This paper focuses on designing behavior capital contracts based on reciprocity motivation through introducing reciprocity motivation theory into the design of multistage venture capital contract. Our starting point is mainly based on the following three aspects. First, multistage venture capital is pervasive in practice. Instead of providing all the investment upfront, the VC invests in stages to control risks and makes refinancing decisions according to the project condition. There are some research results currently, but further study is still needed. Second, in practice, the VC and the EN are bounded rationality, and reciprocity motivation is also a common psychological preference. If the EN inputs more effort, the VC may offer a higher share in return. Of course, this reciprocity is bilateral. Third, majority of research results study the design of capital structure contracts under perfectly rationality and derive corresponding utility or returns. Thus, if we can find a capital structure contract under reciprocity motivation in which the utility or returns of both sides are Pareto improvement of perfect rationality, our research perspective will have more practical and theoretical significance.

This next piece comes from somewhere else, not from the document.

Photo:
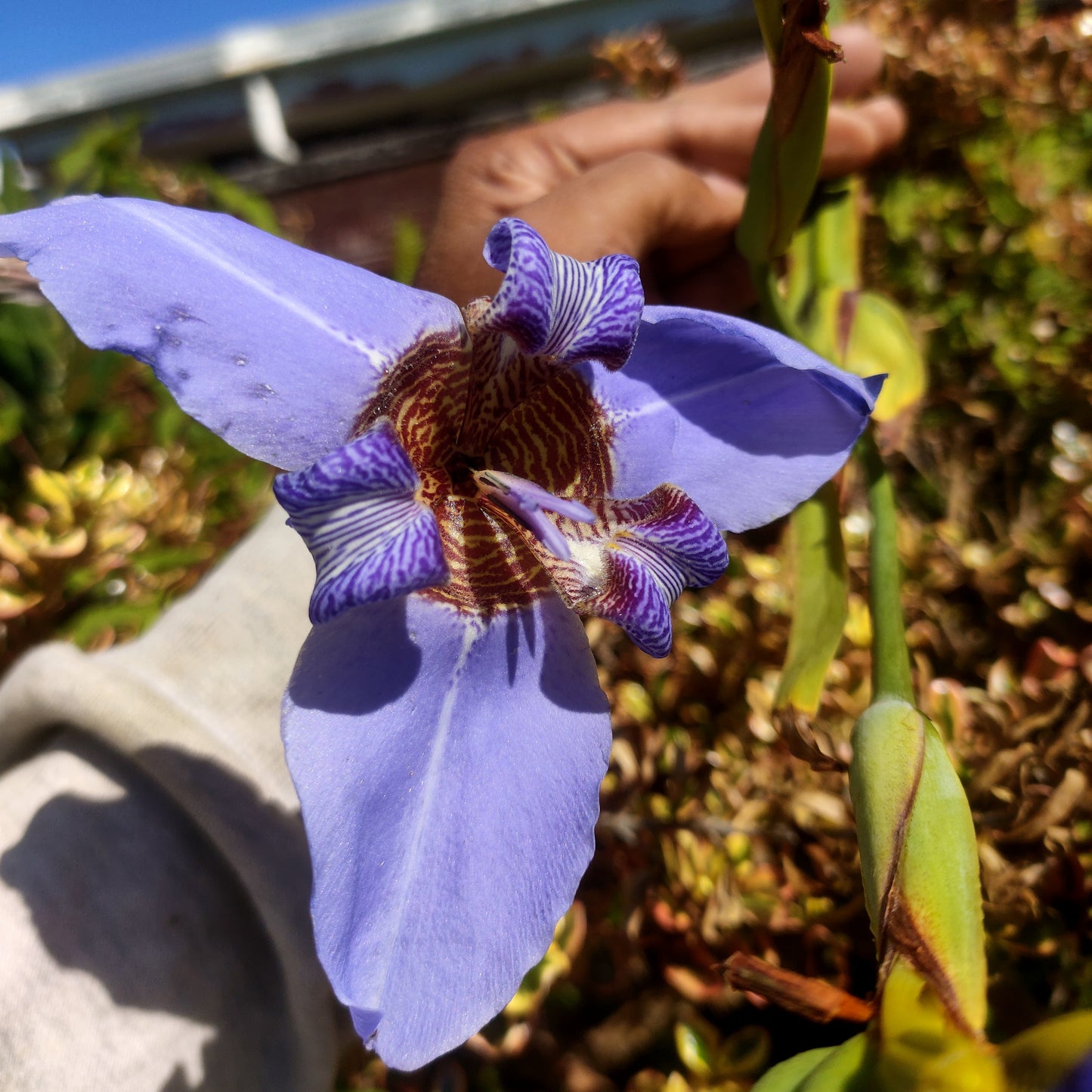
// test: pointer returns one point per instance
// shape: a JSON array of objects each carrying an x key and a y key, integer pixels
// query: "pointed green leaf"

Our main ideas are as follows. If the VC cooperates with the EN, the EN’s effort will achieve the optimal. We call the effort in this case the first-best. Therefore, the first step is to calculate the first-best solution of optimal effort during the cooperation. Then secondly, we calculate the optimal decision of both sides under perfect rationality in the assumption that the two parties make their decisions independently. We call the solution here the second-best. The first-best solution is the optimal upper limit of both sides and the second-best solution is the lower limit of both sides. The third step is to construct a multistage game model on venture capital based on reciprocity motivation through introducing Rabin’s  model.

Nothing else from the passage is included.